Guglielmo Schininà is Head of the International Organization for Migration (IOM) Mental Health, Psychosocial Response, and Intercultural Communication Section. He co-directs “Psychosocial interventions in Migration, Emergency and Displacement” (Sant’Anna University, Pisa) and the Executive Master in “Psychosocial Support and Dialogue” (Lebanese University). For almost 20 years world-wide, he has promoted psychosocial wellbeing for migrants, trafficking victims and crisis-affected populations.
Elisabeth (Beth) Babcock, MA, PhD (Harvard University) is President, CEO of the Crittenton Women’s Union (CWU), a Boston-based national non-profit organization whose mission is to move families out of poverty. Since 2009, CWU’s brain-science informed anti-poverty approach, Mobility Mentoring™, has radically improved economic mobility outcomes for participants and has been endorsed and adopted by state governments, non-profit organizations, national foundations, and academic institutions.

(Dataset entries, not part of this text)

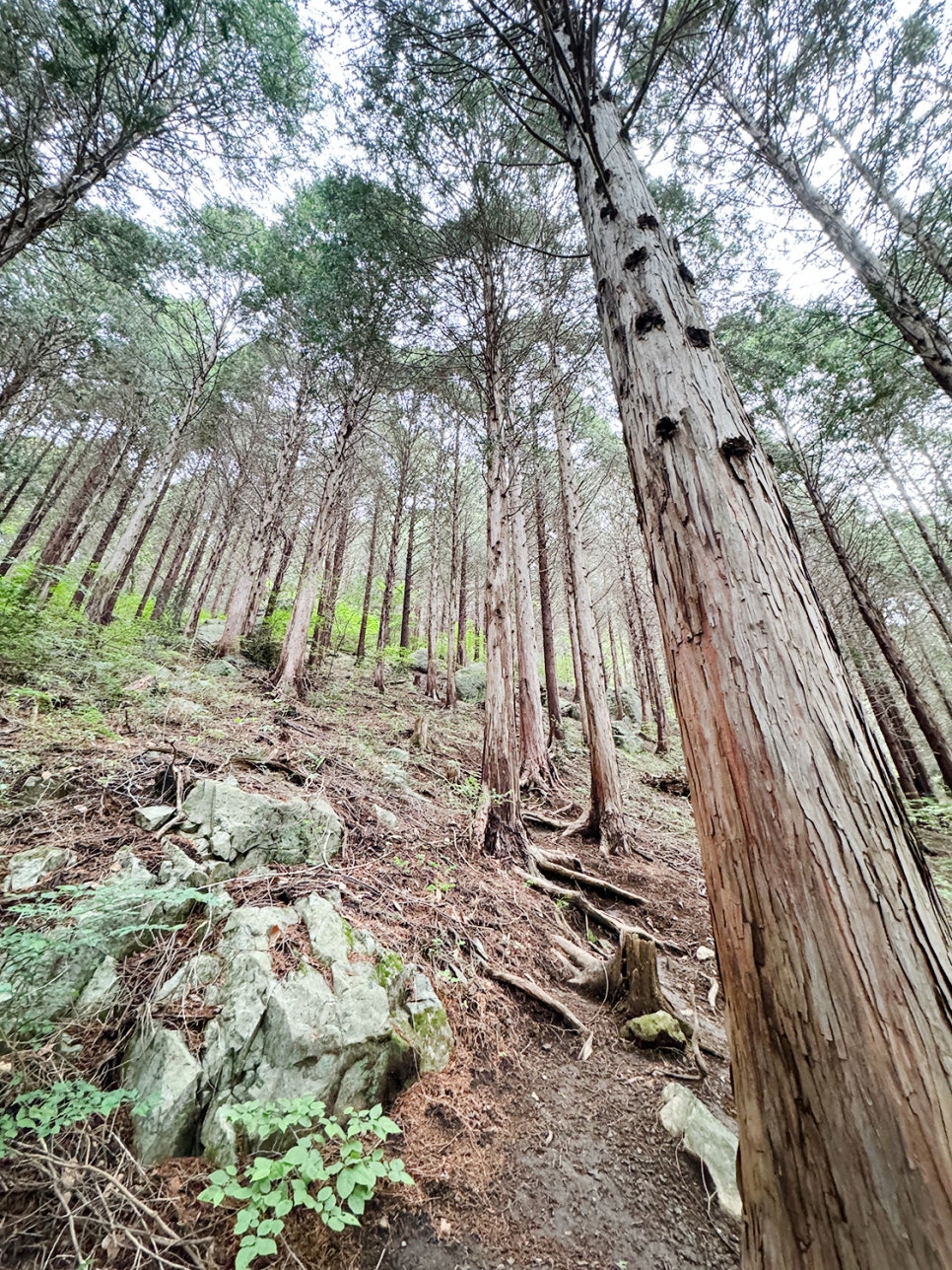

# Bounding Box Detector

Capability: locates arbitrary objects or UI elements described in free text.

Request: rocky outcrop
[123,894,452,1163]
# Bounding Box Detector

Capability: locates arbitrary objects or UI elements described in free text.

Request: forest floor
[0,635,739,1270]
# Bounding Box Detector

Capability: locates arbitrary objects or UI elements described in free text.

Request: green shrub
[198,1097,413,1270]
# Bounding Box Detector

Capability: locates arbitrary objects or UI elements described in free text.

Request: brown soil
[0,667,737,1270]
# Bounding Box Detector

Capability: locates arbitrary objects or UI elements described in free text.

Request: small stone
[133,804,175,833]
[661,1081,744,1222]
[374,803,400,829]
[4,847,76,892]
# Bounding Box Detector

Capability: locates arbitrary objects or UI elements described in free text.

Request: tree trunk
[85,467,175,626]
[476,371,525,863]
[215,390,309,657]
[533,471,565,744]
[854,657,935,798]
[400,499,416,648]
[455,530,468,666]
[799,462,952,790]
[274,402,366,697]
[0,429,99,578]
[509,459,554,790]
[551,362,631,855]
[551,74,952,1270]
[354,498,379,666]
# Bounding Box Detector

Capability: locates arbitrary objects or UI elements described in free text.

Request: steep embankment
[0,632,736,1270]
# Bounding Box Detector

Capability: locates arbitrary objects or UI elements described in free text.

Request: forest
[0,0,952,1270]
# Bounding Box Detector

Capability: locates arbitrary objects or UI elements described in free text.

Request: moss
[373,950,406,988]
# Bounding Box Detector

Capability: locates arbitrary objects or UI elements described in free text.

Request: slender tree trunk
[533,471,565,744]
[0,429,98,578]
[455,530,467,666]
[608,609,625,719]
[0,432,60,525]
[354,498,379,666]
[509,459,554,790]
[475,365,527,861]
[874,445,952,591]
[551,360,631,855]
[71,449,150,616]
[215,390,309,657]
[715,85,952,396]
[274,402,366,697]
[854,658,935,798]
[31,431,128,600]
[564,561,589,745]
[264,533,295,622]
[558,74,952,1270]
[869,491,952,652]
[400,499,416,648]
[374,461,410,692]
[799,462,952,790]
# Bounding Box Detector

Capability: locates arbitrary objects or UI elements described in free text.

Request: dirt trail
[0,667,737,1270]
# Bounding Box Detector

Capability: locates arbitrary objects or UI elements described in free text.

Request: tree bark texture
[563,82,952,1270]
[552,366,631,852]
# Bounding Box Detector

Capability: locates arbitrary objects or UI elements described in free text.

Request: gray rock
[133,806,175,833]
[455,662,486,701]
[155,952,224,1001]
[661,1081,744,1222]
[181,780,343,872]
[621,1010,688,1049]
[204,657,239,678]
[123,1023,202,1168]
[195,617,225,648]
[4,846,76,892]
[75,953,122,1019]
[374,803,400,829]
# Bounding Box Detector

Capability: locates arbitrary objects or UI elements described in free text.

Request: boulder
[4,846,76,892]
[455,662,486,701]
[661,1081,744,1222]
[123,1023,202,1168]
[181,780,343,873]
[124,894,452,1163]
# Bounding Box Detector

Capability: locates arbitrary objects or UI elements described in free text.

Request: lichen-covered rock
[661,1081,744,1222]
[4,846,76,892]
[129,894,452,1163]
[621,1010,687,1048]
[181,780,343,870]
[123,1023,202,1168]
[455,662,486,701]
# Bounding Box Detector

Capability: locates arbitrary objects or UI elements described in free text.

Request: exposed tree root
[482,961,591,1036]
[530,847,646,907]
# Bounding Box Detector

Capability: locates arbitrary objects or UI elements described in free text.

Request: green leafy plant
[198,1097,413,1270]
[0,1080,150,1160]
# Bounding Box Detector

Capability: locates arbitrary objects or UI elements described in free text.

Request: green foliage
[198,1097,413,1270]
[0,1080,150,1160]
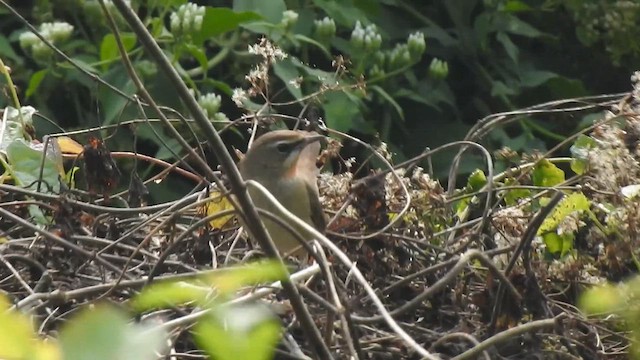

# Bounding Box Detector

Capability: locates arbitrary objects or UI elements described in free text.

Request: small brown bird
[238,130,326,259]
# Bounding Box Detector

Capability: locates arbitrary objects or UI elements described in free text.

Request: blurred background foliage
[0,0,640,200]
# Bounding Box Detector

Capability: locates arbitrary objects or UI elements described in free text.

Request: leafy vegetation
[0,0,640,359]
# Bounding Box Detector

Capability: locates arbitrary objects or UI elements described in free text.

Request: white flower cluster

Dr. Akinsulure-Smith, PhD (Columbia University) is Associate Professor in Psychology at City College (City University, New York) and a Senior Supervising Psychologist (Bellevue/NYU Program for Survivors of Torture). She works with culturally diverse populations: forced migrants, survivors of human rights abuses and armed conflict. The series features her work in the Sierra Leone Youth Readiness Initiative (YRI), an evidence-based behavioral intervention for war-affected youth.